The manifestations of acquired syphilis in children may mimic other diseases such as rubella, thrush, scabies with impetigo, pityriasis rosea, drug erythema, viral exanthema, streptococcal tonsillitis, and influenza. Malaise and anorexia are early symptoms followed by rash and sore throat with adenitis. Condylomata in the genital or anal regions appear later. In cases of oral transmission, the first symptoms are in the mouth or tonsils, and as in the first case, associated cervical adenopathy may be marked. To aid diagnosis, a detailed history and intensive physical examination are needed. A full family history should be obtained, with particular reference to whether the parents or other caregivers have ever been treated for syphilis. Samples should be taken from moist lesions to look for T. Pallidum as well as serology for RPR and TPPA.
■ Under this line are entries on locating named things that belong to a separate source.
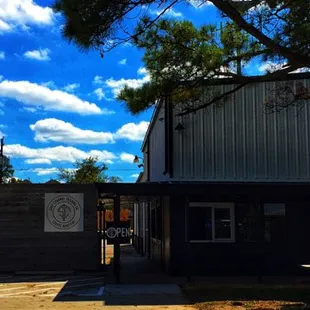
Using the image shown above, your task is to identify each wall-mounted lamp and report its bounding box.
[174,122,185,131]
[133,155,143,164]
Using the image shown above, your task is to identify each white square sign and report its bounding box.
[44,193,84,232]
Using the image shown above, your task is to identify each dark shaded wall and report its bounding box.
[170,196,310,276]
[0,184,99,272]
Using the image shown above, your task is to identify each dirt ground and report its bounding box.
[194,301,310,310]
[0,297,193,310]
[0,274,193,310]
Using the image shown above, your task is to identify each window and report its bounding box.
[151,201,162,240]
[189,202,234,242]
[264,203,286,242]
[235,203,259,242]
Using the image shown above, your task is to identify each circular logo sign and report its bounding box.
[46,195,81,230]
[106,227,117,239]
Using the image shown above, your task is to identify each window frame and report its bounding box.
[188,201,235,243]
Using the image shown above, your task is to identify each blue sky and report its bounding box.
[0,0,278,182]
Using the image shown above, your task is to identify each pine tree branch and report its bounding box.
[210,0,310,68]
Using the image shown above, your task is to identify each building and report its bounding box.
[134,74,310,275]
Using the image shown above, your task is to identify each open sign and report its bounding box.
[105,222,131,244]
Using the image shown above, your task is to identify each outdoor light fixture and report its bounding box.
[133,155,142,164]
[133,155,144,168]
[174,122,185,131]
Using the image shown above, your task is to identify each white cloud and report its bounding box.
[0,19,12,32]
[137,67,148,75]
[188,0,213,9]
[94,87,105,100]
[0,0,54,32]
[105,74,150,97]
[115,121,149,141]
[23,107,37,113]
[40,81,57,89]
[93,75,104,84]
[30,118,114,144]
[25,158,52,165]
[24,48,51,61]
[63,83,80,93]
[30,118,149,144]
[4,144,117,164]
[120,152,135,164]
[118,58,127,66]
[32,168,59,176]
[0,80,113,115]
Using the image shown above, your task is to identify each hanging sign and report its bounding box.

Almost all children with syphilis acquire it from adults, so the epidemiology of adult syphilis is important in understanding its occurrence in children. In the late 1990s, syphilis reemerged as an important contagious infection in China. In 2007, 225,601 cases of syphilis were reported, including 117,986 cases with highly contagious early syphilis.17 Physicians should be aware that the risk of syphilis in early childhood is similarly increased.
Our cases suggest that prechewing infants’ food may be a way of syphilis transmission. Further studies would be required to determine the prevalence of the prechewing infants’ food practice in all parts of China and to validate whether this behavior is one of the important syphilis transmission routes.